Il risultato di trent’anni di “concertazione sociale” è rappresentato dal grande divario nella forbice sociale, con i profitti degli imprenditori che sono cresciuti esponenzialmente, mentre i salari dei lavoratori sono diminuiti del 2,9% rispetto al 1990.
E ciò è stato possibile grazie alla costruzione, iniziata nel ’93, di un sistema di monopolio della rappresentanza sindacale nei luoghi di lavoro in favore di CGIL-CISL-UIL, culminato oggi nel Testo Unico sulla Rappresentanza del 10 gennaio 2014. Il tutto è servito ad affossare i Consigli di Fabbrica, a smobilitare i lavoratori e ad attribuire alle tre centrali sindacali il ruolo di interlocutori contrattuali stabili di Governo e Padronato, nell’ambito di una centralizzazione dei processi di contrattazione, al fine di garantire l’accettazione rassegnata da parte dei lavoratori dell’introduzione di misure di austerità economica e di flessibilizzazione del mondo del lavoro.

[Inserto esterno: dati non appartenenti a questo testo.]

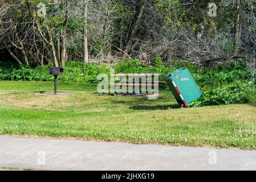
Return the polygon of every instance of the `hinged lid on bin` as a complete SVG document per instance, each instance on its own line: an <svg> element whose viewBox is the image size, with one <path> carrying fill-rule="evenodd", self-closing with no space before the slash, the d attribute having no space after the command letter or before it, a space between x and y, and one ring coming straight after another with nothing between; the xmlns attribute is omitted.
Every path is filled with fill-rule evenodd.
<svg viewBox="0 0 256 182"><path fill-rule="evenodd" d="M202 96L202 93L188 69L176 69L165 78L180 105L184 105L187 107L191 102Z"/></svg>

Abbiamo quindi assistito, in questi decenni, solo per fare gli esempi più eclatanti, all’introduzione di contro-riforme che hanno precarizzato il mondo del lavoro senza alcuna opposizione sociale; rinnovi dei contratti nazionali con aumenti miseri dai 50 agli 80 Euro, che non riuscivano neanche a recuperare l’inflazione reale calcolata dall’ISTAT, spalmati su almeno quattro anni; il dirottamento di quote sempre più importanti di salario in favore di Enti Bilaterali e fondi sanitari o previdenziali privati, cogestiti da sindacalisti e imprenditori; il blocco dei rinnovi contrattuali per molti anni, che hanno fatto risparmiare solo le imprese; il salario, che in questo modo si è trasformato in una “variabile dipendente” dall’andamento economico dichiarato dalle aziende, tanto più nelle contrattazioni di secondo livello con l’introduzione dei premi di risultato.

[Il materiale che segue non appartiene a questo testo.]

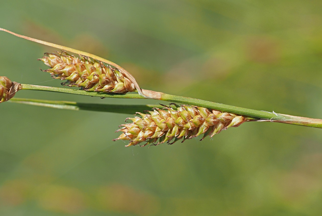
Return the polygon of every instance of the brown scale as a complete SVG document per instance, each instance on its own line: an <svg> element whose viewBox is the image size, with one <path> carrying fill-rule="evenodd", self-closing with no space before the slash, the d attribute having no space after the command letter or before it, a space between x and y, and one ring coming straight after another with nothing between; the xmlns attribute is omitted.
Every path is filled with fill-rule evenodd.
<svg viewBox="0 0 322 216"><path fill-rule="evenodd" d="M76 58L65 51L57 52L45 53L47 56L38 60L51 68L43 71L54 79L66 80L69 86L120 94L136 91L133 83L116 68L87 56Z"/></svg>
<svg viewBox="0 0 322 216"><path fill-rule="evenodd" d="M242 116L223 112L197 106L166 107L163 109L154 108L147 114L137 112L141 117L128 118L133 122L120 125L123 127L116 132L122 133L115 141L129 140L126 146L134 145L146 142L147 144L158 145L165 142L173 144L181 139L182 142L199 135L204 136L200 140L209 136L212 137L223 130L237 127L248 120Z"/></svg>

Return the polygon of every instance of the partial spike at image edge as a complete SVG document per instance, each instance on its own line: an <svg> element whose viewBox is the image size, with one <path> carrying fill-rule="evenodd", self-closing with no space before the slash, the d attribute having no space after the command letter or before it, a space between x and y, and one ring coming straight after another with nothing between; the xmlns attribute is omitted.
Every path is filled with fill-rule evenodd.
<svg viewBox="0 0 322 216"><path fill-rule="evenodd" d="M9 100L21 89L21 85L6 77L0 76L0 103Z"/></svg>
<svg viewBox="0 0 322 216"><path fill-rule="evenodd" d="M61 50L62 51L66 51L70 52L73 53L75 53L78 54L80 55L84 56L88 56L89 57L93 59L96 60L98 61L101 61L103 62L106 64L110 65L112 66L115 67L116 68L118 69L119 72L122 73L123 75L126 77L132 83L133 83L133 84L134 85L136 89L137 90L137 92L139 94L142 96L143 96L147 98L151 98L151 95L153 95L153 94L147 94L147 95L146 95L145 94L142 92L142 90L140 88L140 87L139 86L138 84L137 83L137 82L136 80L134 78L132 74L129 73L127 71L125 70L125 69L121 67L119 65L114 63L113 62L109 61L107 59L105 59L99 56L95 55L89 53L87 53L86 52L84 52L82 51L80 51L80 50L78 50L76 49L73 49L72 48L70 48L67 46L62 46L61 45L58 45L58 44L56 44L53 43L52 43L49 42L47 42L47 41L44 41L41 40L39 40L38 39L36 39L35 38L33 38L32 37L28 37L27 36L25 36L24 35L20 35L16 33L15 33L13 32L10 31L6 29L3 29L3 28L0 28L0 30L3 31L4 31L5 32L9 34L11 34L13 35L16 36L16 37L21 37L22 38L28 40L33 42L35 42L36 43L41 44L43 44L46 46L51 46L52 47L53 47L54 48L57 48L57 49L59 49ZM148 93L150 91L153 92L153 91L150 91L149 90L147 90L147 92ZM158 97L160 97L159 96L157 96ZM154 98L152 99L157 99L156 98Z"/></svg>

La CUB è nata proprio per combattere questo “sistema”, per praticare una netta rottura con la “concertazione sociale”, mettendo in guardia i lavoratori che il sistema introdotto con l’Accordo del 1993 avrebbe approfondito un processo di “moderazione salariale” iniziato già alla fine degli anni ’70, che aveva messo da parte la lotta alle disuguaglianze anteponendogli la compatibilità rispetto al quadro economico complessivo, la redditività delle imprese, la sostenibilità dei conti pubblici, favorendo uno spostamento della ricchezza in favore dei profitti degli imprenditori a discapito dei salari dei lavoratori.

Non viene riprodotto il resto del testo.